Progetti per l’intervallo

  1. Moving School 21
    Spezzare la routine delle attività sedentarie con pause in cui ci si possa muovere insieme in allegria, scaricando le tensioni e potendo tornare tra i banchi ancora più carichi di voglia di fare: è questo che si propongono le scuole che aderiscono al progetto “Moving School 21”, che utilizza per questo sia gli spazi interni alla scuola, sia quelli esterni, compresi quelli pubblici della città. Le attività del progetto hanno, nel corso del tempo, coinvolto scuole in diverse regioni d’Italia. Per informazioni si può consultare il sito www.movingschool21.it.
  2. Scuole all’aperto
    La filosofia della necessità di stare all’aria aperta è anche alla base della rete delle “scuole all’aperto”, che decide di portare la scuola al di fuori delle quattro mura delle aule, in spazi dove i bambini possano muoversi e fare esperienze più ricche e variegate. Nel sito dell’associazione si possono trovare anche esempi concreti tratti dall’esperienza degli insegnanti coinvolti.
  3. “CorpoRé”: riprendere contatto con il proprio corpo
    Sperimentato con successo in alcune scuole primarie dell’Emilia Romagna e della Puglia, il progetto “CorpoRé”, ideato da Anna Maria Conoci, sociologa e formatrice, inserito nel 2007 dal Centro Studi Erickson tra le “buone prassi educative”, propone ai bambini attività basate sulla libera espressione del corpo, in piccoli gruppi o nel gruppo classe. Durante “CorpoRé” si gioca, si danza, si ascoltano storie, si raccontano esperienze e vissuti, si crea, ci si rilassa, ci si confronta. “CorpoRé” aiuta i bambini ad acquisire fiducia nelle loro possibilità e a crearsi un futuro più in sintonia con il loro essere. Alla base del progetto c’è l’integrazione della ricerca psicopedagogica con il counseling e l’arteterapia. «Se il corpo non si esprime, muore!» è l’efficace sintesi fatta dalla piccola Aurora, otto anni, al termine delle attività di “CorpoRé”, che l’hanno molto coinvolta.
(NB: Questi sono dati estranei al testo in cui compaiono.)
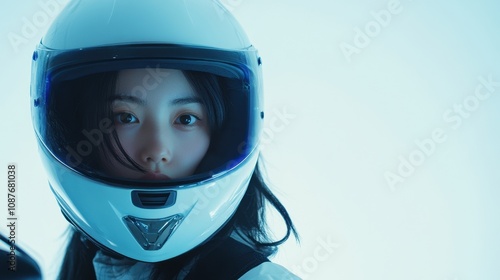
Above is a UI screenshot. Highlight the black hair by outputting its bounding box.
[49,71,298,279]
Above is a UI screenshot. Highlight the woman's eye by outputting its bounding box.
[115,113,138,124]
[175,115,200,125]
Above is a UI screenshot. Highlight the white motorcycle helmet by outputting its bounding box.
[31,0,264,262]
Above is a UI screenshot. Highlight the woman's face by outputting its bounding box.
[105,68,210,180]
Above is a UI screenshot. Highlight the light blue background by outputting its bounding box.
[0,0,500,280]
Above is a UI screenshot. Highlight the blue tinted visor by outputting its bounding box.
[31,45,263,187]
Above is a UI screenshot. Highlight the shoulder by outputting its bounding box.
[239,262,300,280]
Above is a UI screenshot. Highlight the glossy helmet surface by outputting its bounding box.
[31,0,263,262]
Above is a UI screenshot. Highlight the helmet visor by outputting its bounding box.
[32,46,262,187]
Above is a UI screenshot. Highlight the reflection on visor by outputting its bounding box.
[34,62,260,187]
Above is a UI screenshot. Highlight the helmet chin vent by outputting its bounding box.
[132,191,176,209]
[123,215,183,251]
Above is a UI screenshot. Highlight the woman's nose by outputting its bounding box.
[141,125,172,164]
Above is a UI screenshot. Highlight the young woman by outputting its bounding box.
[32,0,297,279]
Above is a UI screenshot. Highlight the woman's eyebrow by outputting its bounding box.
[170,97,202,106]
[111,95,146,105]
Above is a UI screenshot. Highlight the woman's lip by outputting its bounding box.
[141,172,170,181]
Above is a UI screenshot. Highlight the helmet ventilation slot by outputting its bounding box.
[132,191,176,209]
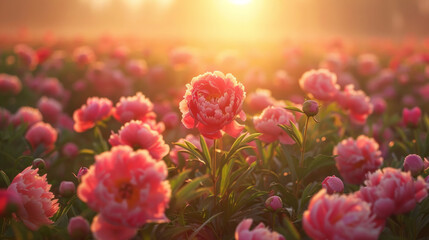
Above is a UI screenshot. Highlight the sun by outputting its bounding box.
[229,0,252,5]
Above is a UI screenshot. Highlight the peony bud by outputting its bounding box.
[322,175,344,194]
[67,216,91,239]
[265,196,283,211]
[404,154,424,175]
[60,181,76,198]
[33,158,46,169]
[302,100,319,117]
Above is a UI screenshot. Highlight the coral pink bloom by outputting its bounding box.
[299,69,340,101]
[37,97,63,125]
[253,107,297,144]
[73,46,95,66]
[73,97,112,132]
[0,107,11,129]
[235,219,285,240]
[25,122,58,152]
[77,146,171,228]
[109,120,170,160]
[302,189,382,240]
[14,44,38,69]
[113,92,156,123]
[246,88,276,113]
[91,215,138,240]
[180,71,246,139]
[0,73,22,95]
[7,167,59,231]
[170,134,213,165]
[337,85,373,124]
[402,107,422,127]
[334,135,383,184]
[356,167,428,218]
[10,107,42,127]
[357,53,380,76]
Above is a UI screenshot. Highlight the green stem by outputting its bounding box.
[299,116,310,168]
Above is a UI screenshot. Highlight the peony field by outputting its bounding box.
[0,0,429,240]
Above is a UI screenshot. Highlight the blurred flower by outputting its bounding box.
[299,69,340,101]
[402,107,422,127]
[67,216,91,240]
[356,167,428,219]
[7,167,59,231]
[25,122,58,153]
[113,92,156,123]
[404,154,425,175]
[180,71,246,139]
[337,85,373,125]
[253,107,297,144]
[73,97,112,132]
[0,73,22,95]
[109,120,170,160]
[10,107,42,127]
[333,135,383,184]
[37,97,63,125]
[77,146,171,235]
[302,189,383,240]
[235,219,285,240]
[265,196,283,211]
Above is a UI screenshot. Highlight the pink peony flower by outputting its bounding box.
[7,167,59,231]
[356,167,428,219]
[10,107,42,127]
[246,88,276,113]
[402,107,422,127]
[235,219,285,240]
[299,69,340,101]
[334,135,383,184]
[253,107,297,144]
[404,154,425,175]
[91,215,138,240]
[302,189,382,240]
[0,107,11,129]
[337,85,373,124]
[322,175,344,194]
[113,92,156,123]
[25,122,58,152]
[109,120,170,160]
[73,46,95,66]
[77,146,171,231]
[37,97,63,125]
[180,71,246,139]
[73,97,112,132]
[265,196,283,211]
[0,73,22,95]
[67,216,91,240]
[357,53,380,76]
[170,134,213,165]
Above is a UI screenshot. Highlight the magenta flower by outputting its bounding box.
[235,219,285,240]
[7,167,59,231]
[180,71,246,139]
[356,167,428,218]
[334,135,383,184]
[253,107,297,144]
[73,97,112,132]
[109,120,170,160]
[302,189,383,240]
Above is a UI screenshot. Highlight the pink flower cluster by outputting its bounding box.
[77,146,171,239]
[333,135,383,184]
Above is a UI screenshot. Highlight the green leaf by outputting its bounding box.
[285,106,304,113]
[0,170,10,186]
[170,170,191,194]
[189,212,223,239]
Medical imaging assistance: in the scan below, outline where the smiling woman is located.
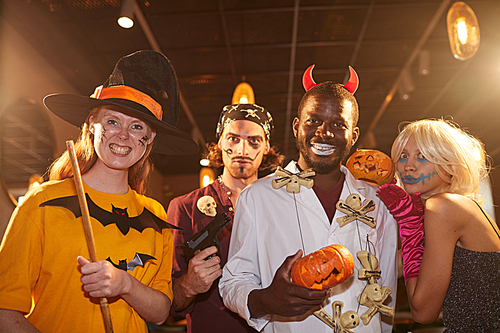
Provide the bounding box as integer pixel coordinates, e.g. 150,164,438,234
0,100,54,205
  4. La giocomotricità, per muoversi, giocare, imparare
    Imparare a muoversi con agilità, sviluppare la coordinazione occhio-mano, superando le difficoltà nei movimenti e nell’interazione con gli altri. E, per di più, divertendosi con attività che uniscono i vantaggi dello sport all’allegria del gioco. La giocomotricità è tutto questo. Tra le attività più spesso proposte ai bambini ci sono quelle che prevedono l’uso di piccoli attrezzi, come cerchi, cubi o palloni, per creare percorsi a difficoltà graduale. Ci sono poi le attività che si svolgono su una scacchiera gigante sulle cui caselle i bambini possono muoversi e saltare (per approfondire si può leggere il libro Giocomotricità su scacchiera gigante. Manuale per insegnanti e istruttori, edito da Le Due Torri).